Lagu selesai, Anandra dan Gianno sudah berdiri di depan para tamu. Tepatnya di tengah-tengah, karena meja para tamu dibuat melingkar. Pasangan manis itu, saling memandang, dengan tangan menggenggam satu sama lain. Keduanya kompak mengenakan pakaian serba putih, rambut ditata rapih, bunga mawar tersemat di saku kiri jasnya. Dika dan Gianna masih saling bertatapan, Gianna menatap penuh kagum, sementara Dika menatap hanya untuk memastikan perempuan itu kakak Gianno atau bukan.

Acara berlanjut, MC meminta Gianno dan Anandra membacakan surat untuk keduanya. Gianno menatap Anandra, pemuda itu yang duluan membaca suratnya, jantungnya berdegup kencang. Berusaha menebak isi surat suaminya itu. Setelah menerima mic dari MC, Anandra berdehem terlebih dahulu, kemudian, membuka selembar kertas lusuh yang ujungnya sudah sobek dan terlipat. Kapan dia menulisnya? Ada senyuman sebelum dia membaca surat itu.

“Pertama, surat ini aku tulis dalam bahasa Indonesia, mungkin tiga tahun yang lalu, saat kami berdua putus”

Gianno meremas ujung jasnya.

“Makanya, terlihat lusuh, isinya....akan membuat kalian tertawa, karena tulisan pujangga yang tengah patah hati”
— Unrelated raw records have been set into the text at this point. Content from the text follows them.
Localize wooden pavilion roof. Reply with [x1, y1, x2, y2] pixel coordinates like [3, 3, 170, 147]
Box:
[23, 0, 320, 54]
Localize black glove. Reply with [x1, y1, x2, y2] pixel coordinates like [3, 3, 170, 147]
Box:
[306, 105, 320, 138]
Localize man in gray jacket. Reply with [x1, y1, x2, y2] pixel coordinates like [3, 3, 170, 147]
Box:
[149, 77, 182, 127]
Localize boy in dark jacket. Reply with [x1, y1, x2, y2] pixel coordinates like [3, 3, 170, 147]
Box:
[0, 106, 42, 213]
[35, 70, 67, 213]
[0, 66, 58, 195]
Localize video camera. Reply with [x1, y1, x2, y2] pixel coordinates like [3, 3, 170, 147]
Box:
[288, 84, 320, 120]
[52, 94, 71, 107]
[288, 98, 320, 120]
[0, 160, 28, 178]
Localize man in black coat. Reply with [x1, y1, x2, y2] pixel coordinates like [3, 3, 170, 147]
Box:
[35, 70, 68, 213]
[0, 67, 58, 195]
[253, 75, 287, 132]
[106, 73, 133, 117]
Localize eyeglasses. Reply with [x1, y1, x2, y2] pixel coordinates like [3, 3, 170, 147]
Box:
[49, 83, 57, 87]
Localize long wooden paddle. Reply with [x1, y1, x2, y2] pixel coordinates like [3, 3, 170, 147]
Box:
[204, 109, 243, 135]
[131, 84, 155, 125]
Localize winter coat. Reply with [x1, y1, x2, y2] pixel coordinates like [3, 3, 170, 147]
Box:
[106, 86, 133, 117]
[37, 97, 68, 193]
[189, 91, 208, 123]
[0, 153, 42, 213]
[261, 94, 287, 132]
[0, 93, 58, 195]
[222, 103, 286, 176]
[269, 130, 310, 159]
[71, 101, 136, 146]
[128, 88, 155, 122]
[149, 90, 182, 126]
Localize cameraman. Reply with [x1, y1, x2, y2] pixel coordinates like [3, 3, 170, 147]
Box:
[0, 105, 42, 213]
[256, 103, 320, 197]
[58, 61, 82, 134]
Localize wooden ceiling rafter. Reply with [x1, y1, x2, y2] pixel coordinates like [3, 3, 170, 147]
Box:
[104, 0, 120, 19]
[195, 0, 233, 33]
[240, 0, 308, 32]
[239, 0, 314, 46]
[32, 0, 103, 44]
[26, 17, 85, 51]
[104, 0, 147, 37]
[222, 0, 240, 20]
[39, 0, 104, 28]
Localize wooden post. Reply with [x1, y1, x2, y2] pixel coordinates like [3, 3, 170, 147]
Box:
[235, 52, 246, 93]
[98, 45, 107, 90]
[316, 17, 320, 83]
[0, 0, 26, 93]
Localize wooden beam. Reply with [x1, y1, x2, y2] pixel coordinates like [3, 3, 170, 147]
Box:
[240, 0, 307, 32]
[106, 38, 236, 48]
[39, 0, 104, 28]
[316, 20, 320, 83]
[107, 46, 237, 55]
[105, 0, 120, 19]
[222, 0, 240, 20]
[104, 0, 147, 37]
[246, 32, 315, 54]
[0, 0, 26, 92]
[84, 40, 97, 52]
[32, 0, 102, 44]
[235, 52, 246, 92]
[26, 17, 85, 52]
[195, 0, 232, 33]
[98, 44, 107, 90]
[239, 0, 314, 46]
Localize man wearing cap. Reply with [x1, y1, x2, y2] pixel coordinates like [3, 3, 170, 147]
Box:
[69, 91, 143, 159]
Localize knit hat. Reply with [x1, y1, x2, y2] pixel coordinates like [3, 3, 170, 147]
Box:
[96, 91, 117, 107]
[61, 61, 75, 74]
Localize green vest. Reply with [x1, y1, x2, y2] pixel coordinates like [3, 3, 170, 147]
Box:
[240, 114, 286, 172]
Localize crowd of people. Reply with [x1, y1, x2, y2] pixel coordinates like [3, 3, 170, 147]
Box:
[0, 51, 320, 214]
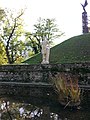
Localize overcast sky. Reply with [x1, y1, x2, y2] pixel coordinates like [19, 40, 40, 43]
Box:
[0, 0, 90, 42]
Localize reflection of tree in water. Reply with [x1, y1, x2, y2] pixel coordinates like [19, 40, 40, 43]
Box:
[0, 101, 90, 120]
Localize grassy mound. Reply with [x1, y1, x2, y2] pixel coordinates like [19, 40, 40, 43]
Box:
[24, 33, 90, 64]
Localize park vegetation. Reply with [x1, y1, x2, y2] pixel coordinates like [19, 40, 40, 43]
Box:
[0, 8, 64, 64]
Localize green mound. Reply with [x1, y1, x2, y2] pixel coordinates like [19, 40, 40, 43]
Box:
[24, 33, 90, 64]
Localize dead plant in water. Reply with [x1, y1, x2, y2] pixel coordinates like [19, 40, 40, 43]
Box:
[53, 73, 80, 106]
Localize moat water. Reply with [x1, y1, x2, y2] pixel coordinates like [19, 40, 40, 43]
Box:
[0, 98, 90, 120]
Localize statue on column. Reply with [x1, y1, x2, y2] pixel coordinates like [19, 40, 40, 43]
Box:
[41, 39, 50, 64]
[81, 0, 88, 12]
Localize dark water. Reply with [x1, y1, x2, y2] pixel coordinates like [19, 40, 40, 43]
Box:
[0, 100, 90, 120]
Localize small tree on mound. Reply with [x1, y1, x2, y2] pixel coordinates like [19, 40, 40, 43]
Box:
[26, 18, 64, 54]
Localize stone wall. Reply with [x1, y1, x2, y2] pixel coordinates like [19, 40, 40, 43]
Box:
[0, 63, 90, 85]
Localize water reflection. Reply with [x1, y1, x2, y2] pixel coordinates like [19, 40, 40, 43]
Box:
[0, 101, 90, 120]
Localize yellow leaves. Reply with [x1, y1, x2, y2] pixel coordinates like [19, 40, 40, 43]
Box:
[53, 73, 80, 102]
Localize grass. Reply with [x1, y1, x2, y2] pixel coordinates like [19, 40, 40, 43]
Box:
[24, 33, 90, 64]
Geng Anandra menyorakinya. Rafael hanya menggeleng sambil tertawa. Dika sudah bergabung dengan mereka lagi.

“Untuk, Pak Gianno, yang mungkin sekarang sudah resmi menikah, hallo pak, ini Anandra,”

“Pertama......aku ingin mengucapkan terima kasih kepada Tuhan yang sudah menciptakan kamu dengan begitu indah dan mempesona pada saat pertama kali aku bertemu dengannya”

“Klise, kita bertemu memang tidak seperti sinetron pada umumnya, tapi....satu hari ditengah teriknya panas matahari membakar kulitku, kamu muncul, dengan ransel hitam dipunggungnya. Berjalan melewati lapang upacara, dan disana pertama kalinya mataku menangkap kamu”

“Bercahaya, yaa, kamu bercahaya. Untuk orang awam mungkin tidak bisa melihatnya, tapi aku yang melihatmu langsung begitu silau dan terpesona, bahkan kamu hanya jalan saja sudah seindah itu”

“Status kita hanya sebatas guru dan murid, dengan rentan usia cukup jauh, almost ten years. Tapi— ibu aku pernah bilang, jangan terpaku pada suatu hal yang tidak bisa dirubah, lalu jadi penghalang kamu jatuh cinta, mencintai seseorang tidak ada salahnya meskipun beda usia 25 tahun sekalipun”

Bu Diah menggeleng pelan, Dinar hanya tertawa menemani Bu Diah bersama istri dan putranya . Ada senyuman bangga dari wanita itu. Semua tamu begitu serius mendengar surat Anandra.

“Dengan bekal percaya diri, dan nekat, tentu, aku kejar kamu. Tentu, untuk pria seusia kamu, itu akan sangat risih, malu, kesal, dan tidak suka. Aku tahu, aku bisa menebaknya dari cara kamu menjewer, mencubit, aku tahu kamu tidak suka pada awalnya”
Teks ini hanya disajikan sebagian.